The counseling process can be very difficult and when deemed appropriate, the counselor can utilize self-disclosure by sharing their own personal views or experience in order to help the client through the problem (McCarthy & Archer, 2013). However, making sure the client is benefiting the most and not the counselor is the key ingredient. For example, if the client is experiencing divorce and the counselor has to, then the counselor can share how they coped and dealt with this problem. In the counseling process, maintaining boundaries is important because if the counselor ever feels the situation is to much, then ending or acknowledging boundaries are important too. In both, self-disclosure and boundaries, client resistance can develop if they are not delivered in the counseling session properly.

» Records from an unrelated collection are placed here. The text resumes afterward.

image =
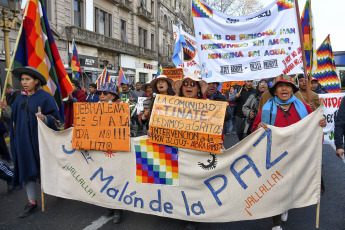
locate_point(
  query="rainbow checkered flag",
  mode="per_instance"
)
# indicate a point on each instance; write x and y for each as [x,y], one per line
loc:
[156,164]
[326,70]
[103,78]
[75,64]
[37,48]
[308,32]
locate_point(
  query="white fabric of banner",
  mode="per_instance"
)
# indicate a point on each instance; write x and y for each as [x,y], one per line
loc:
[261,45]
[331,103]
[191,64]
[266,174]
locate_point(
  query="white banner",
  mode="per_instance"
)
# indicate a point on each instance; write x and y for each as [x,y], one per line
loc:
[331,102]
[262,45]
[266,174]
[190,59]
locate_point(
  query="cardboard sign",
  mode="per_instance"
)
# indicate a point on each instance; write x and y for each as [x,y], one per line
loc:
[331,102]
[188,123]
[228,84]
[101,126]
[174,74]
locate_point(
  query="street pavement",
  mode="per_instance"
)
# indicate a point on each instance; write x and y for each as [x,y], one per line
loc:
[69,214]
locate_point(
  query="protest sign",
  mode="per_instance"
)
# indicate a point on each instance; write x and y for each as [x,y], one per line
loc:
[189,54]
[261,45]
[101,126]
[188,123]
[331,102]
[267,169]
[174,74]
[226,85]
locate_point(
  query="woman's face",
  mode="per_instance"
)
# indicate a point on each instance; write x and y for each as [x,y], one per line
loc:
[162,86]
[232,90]
[283,91]
[29,83]
[262,86]
[190,89]
[105,96]
[149,90]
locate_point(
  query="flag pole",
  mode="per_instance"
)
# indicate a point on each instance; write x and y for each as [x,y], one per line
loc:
[311,43]
[8,71]
[303,50]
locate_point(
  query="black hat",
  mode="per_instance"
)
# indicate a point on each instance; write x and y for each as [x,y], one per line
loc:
[18,72]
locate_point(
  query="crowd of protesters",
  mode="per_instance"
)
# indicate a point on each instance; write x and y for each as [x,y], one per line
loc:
[248,109]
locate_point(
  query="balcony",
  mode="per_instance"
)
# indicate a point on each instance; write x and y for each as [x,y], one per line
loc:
[90,38]
[144,14]
[126,5]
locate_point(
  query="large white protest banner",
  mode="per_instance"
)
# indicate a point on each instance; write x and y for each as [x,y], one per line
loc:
[261,45]
[266,174]
[188,55]
[331,102]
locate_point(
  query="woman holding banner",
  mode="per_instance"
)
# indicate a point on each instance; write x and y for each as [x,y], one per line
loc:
[24,132]
[161,85]
[282,110]
[191,86]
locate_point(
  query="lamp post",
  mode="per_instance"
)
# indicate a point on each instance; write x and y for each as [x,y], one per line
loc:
[8,21]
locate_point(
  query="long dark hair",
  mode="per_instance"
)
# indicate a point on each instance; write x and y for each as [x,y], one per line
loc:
[199,93]
[170,90]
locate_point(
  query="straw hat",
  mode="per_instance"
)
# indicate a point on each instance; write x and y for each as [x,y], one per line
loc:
[108,87]
[31,71]
[178,84]
[283,78]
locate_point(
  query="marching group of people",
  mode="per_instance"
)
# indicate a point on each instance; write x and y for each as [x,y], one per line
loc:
[248,109]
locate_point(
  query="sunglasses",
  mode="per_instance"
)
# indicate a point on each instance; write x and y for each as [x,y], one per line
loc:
[192,84]
[102,92]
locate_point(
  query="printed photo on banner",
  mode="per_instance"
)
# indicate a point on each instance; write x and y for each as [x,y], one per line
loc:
[174,74]
[188,54]
[188,123]
[236,48]
[331,103]
[101,126]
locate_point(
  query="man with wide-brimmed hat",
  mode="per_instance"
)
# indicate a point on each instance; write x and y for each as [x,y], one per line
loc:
[282,110]
[304,89]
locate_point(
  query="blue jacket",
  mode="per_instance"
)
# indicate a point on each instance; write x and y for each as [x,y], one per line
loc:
[24,133]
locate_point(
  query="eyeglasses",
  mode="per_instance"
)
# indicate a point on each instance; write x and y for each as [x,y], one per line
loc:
[102,92]
[192,84]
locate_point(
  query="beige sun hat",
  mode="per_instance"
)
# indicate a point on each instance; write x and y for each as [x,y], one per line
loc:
[178,84]
[161,77]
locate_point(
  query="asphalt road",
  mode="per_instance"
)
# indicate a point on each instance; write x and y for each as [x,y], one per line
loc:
[69,214]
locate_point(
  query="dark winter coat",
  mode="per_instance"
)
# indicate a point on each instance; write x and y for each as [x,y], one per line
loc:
[24,133]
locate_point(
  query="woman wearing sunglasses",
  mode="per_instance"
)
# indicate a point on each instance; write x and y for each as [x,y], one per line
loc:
[161,85]
[107,93]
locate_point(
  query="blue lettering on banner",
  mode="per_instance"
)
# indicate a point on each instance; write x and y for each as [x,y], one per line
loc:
[238,175]
[109,179]
[214,192]
[269,164]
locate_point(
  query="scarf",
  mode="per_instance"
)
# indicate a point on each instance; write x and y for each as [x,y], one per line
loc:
[269,111]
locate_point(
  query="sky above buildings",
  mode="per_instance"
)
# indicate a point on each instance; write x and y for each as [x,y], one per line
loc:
[329,18]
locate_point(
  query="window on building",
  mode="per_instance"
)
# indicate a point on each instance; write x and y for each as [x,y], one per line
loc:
[143,4]
[103,22]
[123,31]
[152,42]
[152,8]
[142,37]
[142,78]
[77,13]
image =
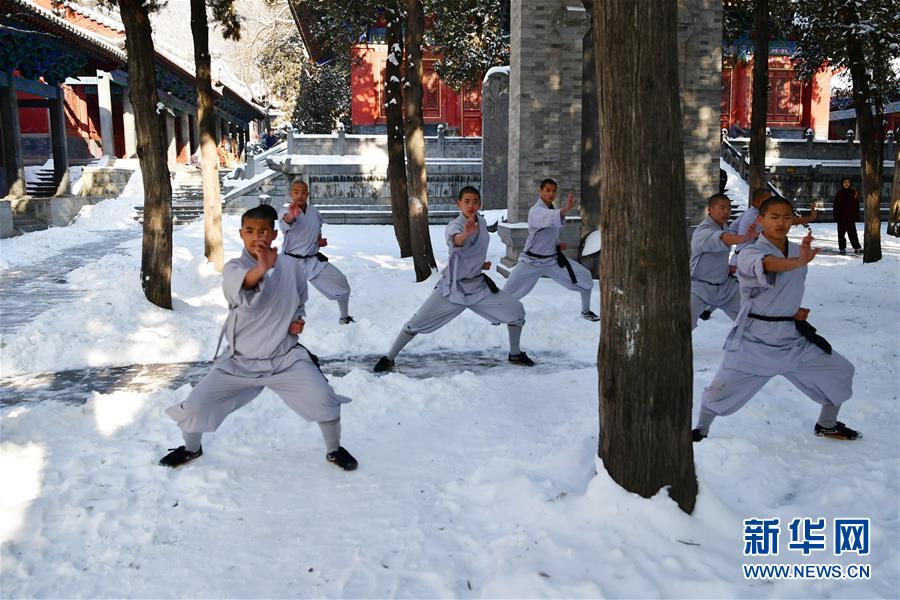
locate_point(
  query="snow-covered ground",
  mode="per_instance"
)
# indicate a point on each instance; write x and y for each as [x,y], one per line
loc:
[478,483]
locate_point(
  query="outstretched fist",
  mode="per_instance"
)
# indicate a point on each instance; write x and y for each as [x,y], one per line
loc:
[296,327]
[807,252]
[471,226]
[265,254]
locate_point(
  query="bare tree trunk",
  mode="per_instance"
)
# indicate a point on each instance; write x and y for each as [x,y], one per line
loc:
[156,254]
[590,136]
[760,102]
[420,238]
[396,154]
[868,139]
[894,218]
[206,123]
[644,359]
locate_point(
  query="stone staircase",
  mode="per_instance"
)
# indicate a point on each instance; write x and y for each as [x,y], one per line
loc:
[43,187]
[187,196]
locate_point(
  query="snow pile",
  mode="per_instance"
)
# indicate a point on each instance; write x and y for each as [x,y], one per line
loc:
[480,482]
[92,224]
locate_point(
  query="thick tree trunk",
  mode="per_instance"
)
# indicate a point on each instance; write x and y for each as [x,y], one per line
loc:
[420,238]
[868,140]
[206,123]
[590,136]
[396,154]
[760,102]
[644,359]
[156,255]
[894,218]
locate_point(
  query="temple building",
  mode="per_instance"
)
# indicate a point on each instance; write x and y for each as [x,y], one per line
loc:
[64,95]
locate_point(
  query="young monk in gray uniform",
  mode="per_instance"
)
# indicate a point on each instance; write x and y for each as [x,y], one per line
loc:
[266,296]
[302,228]
[711,283]
[543,253]
[742,224]
[772,337]
[463,285]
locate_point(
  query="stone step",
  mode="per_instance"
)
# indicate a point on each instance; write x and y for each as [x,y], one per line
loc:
[27,224]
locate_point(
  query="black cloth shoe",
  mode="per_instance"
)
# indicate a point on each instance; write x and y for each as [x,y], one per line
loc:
[342,458]
[179,456]
[838,432]
[521,359]
[383,364]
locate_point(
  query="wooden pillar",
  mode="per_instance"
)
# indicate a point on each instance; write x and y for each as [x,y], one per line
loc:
[58,143]
[104,99]
[171,143]
[185,141]
[128,125]
[195,132]
[12,140]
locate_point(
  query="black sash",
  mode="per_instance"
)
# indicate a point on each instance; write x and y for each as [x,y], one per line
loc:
[710,282]
[803,328]
[561,260]
[321,257]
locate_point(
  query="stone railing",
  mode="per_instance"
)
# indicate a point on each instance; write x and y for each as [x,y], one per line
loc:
[806,149]
[341,143]
[806,180]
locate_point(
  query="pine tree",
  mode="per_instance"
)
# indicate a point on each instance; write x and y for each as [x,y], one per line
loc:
[862,37]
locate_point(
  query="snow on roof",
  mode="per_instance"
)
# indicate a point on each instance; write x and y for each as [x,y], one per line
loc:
[94,38]
[95,15]
[504,69]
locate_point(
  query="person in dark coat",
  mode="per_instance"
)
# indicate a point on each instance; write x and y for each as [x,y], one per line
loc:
[846,214]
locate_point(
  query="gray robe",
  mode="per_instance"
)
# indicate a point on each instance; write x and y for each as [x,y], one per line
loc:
[740,226]
[756,351]
[462,285]
[260,352]
[301,237]
[711,283]
[544,224]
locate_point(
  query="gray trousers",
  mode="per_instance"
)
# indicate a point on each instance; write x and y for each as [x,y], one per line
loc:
[331,283]
[301,386]
[827,379]
[731,308]
[437,311]
[525,276]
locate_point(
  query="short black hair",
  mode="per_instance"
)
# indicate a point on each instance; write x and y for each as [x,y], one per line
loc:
[263,212]
[760,193]
[468,190]
[765,206]
[716,197]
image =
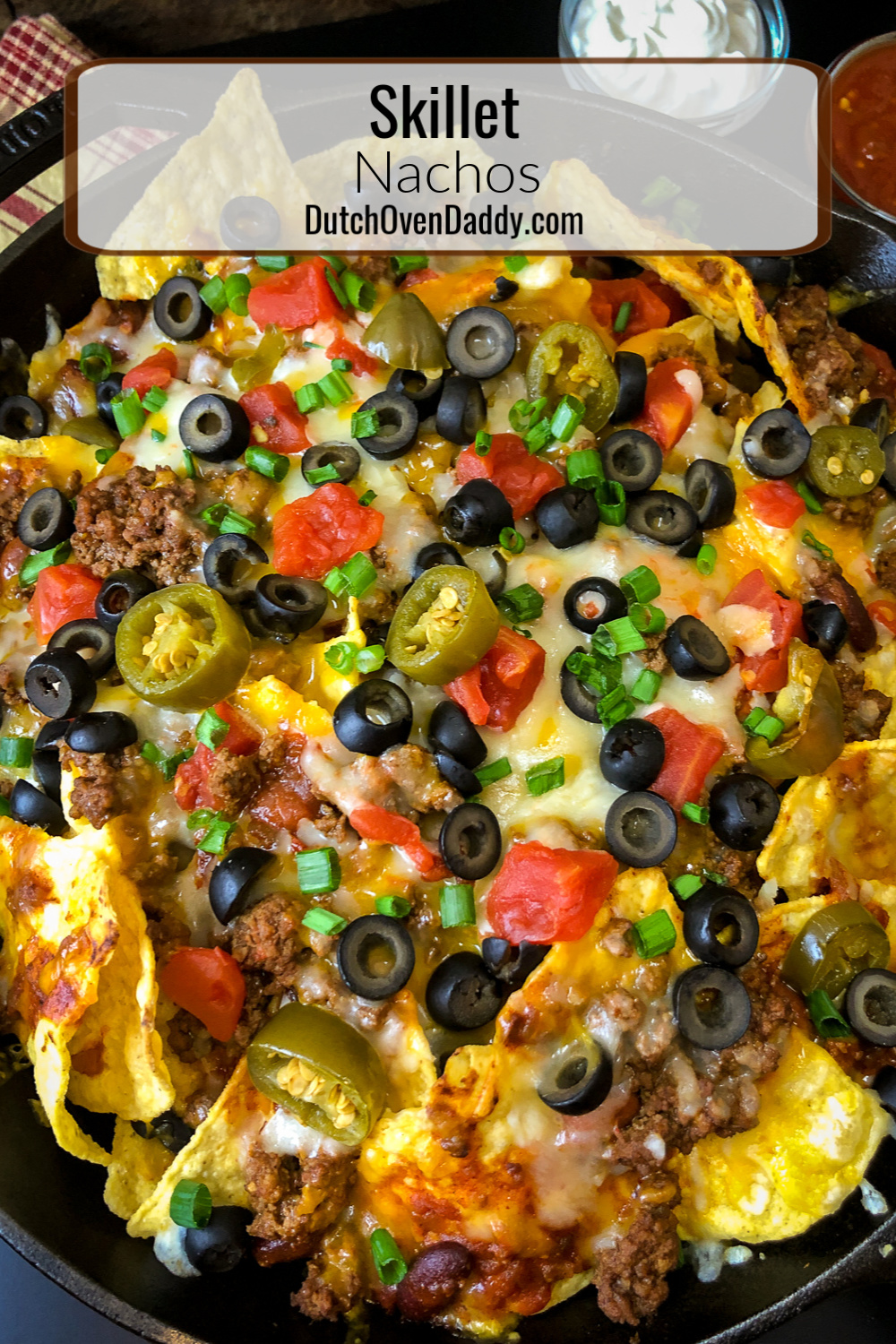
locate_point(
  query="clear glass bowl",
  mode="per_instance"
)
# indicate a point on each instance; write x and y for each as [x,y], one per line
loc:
[833,70]
[775,32]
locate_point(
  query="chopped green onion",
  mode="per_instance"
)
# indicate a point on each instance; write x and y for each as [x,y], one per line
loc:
[324,921]
[622,316]
[190,1204]
[640,585]
[128,413]
[214,296]
[705,559]
[654,935]
[817,546]
[155,400]
[686,884]
[236,290]
[268,462]
[625,637]
[309,398]
[42,561]
[457,905]
[359,292]
[546,776]
[211,728]
[807,497]
[521,604]
[16,752]
[646,685]
[281,263]
[335,389]
[584,468]
[96,362]
[398,908]
[567,418]
[829,1023]
[512,540]
[493,771]
[319,871]
[365,424]
[387,1257]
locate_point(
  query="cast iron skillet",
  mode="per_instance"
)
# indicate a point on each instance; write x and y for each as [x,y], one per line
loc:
[51,1206]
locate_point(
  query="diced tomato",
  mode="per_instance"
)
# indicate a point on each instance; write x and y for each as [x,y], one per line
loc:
[156,370]
[362,362]
[767,671]
[209,984]
[298,296]
[521,478]
[322,530]
[273,409]
[775,503]
[648,309]
[884,612]
[692,749]
[62,593]
[497,690]
[548,895]
[668,408]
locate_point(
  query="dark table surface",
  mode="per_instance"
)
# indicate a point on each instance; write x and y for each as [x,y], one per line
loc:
[34,1311]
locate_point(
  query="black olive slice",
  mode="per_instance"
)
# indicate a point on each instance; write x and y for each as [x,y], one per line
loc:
[743,808]
[374,717]
[777,444]
[711,492]
[398,422]
[461,410]
[462,994]
[225,556]
[214,427]
[632,754]
[694,650]
[46,518]
[720,926]
[633,459]
[470,841]
[711,1007]
[641,830]
[89,639]
[375,956]
[578,1080]
[179,311]
[479,343]
[59,685]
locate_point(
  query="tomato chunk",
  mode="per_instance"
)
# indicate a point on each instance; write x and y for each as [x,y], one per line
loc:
[298,296]
[648,309]
[548,895]
[156,370]
[767,671]
[273,409]
[497,690]
[209,984]
[775,503]
[521,478]
[322,530]
[62,593]
[692,749]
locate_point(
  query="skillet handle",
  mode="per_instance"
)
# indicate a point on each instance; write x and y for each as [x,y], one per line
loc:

This could go bad and then be turned around if the counselor is able to understand where the resistance is coming from in the client’s life. However, in the reading transference and countertransference both play even a bigger role because when using things such as the family tree, the counselor can see immediate important or close relationships and distant or past relationships, which some may be negative (McCarthy & Archer, 2013).
Which negative contexts do you feel are most likely to inhibit growth or progress?
The two that are most able to give a negative impact are self-disclosure and countertransference. The reasoning being that self-disclosure can lose focus and become more focused on counselor and not the client. Countertransference can bring about hidden unwanted people in the client’s life, which can bring about hidden hostility, anger, and confusion (McCarthy & Archer, 2013). If all of these contexts are not handled properly, it can cease progress by bringing about unwanted people in the client’s life and hinder the clinical relationship because the client may start to feel as though no help is being given because the focus is wrong. Also, in my opinion and after talking to a counselor friend in the past, the counselor used to say, “if these clients want help, they will do three things and that is participate or talk, do homework, and show up for all sessions and call when they cannot make it.”
Reference
McCarthy, C. J. & Archer, J., Jr. (2013). Theories of counseling and psychotherapy. San Diego: Bridgepoint Education, Inc.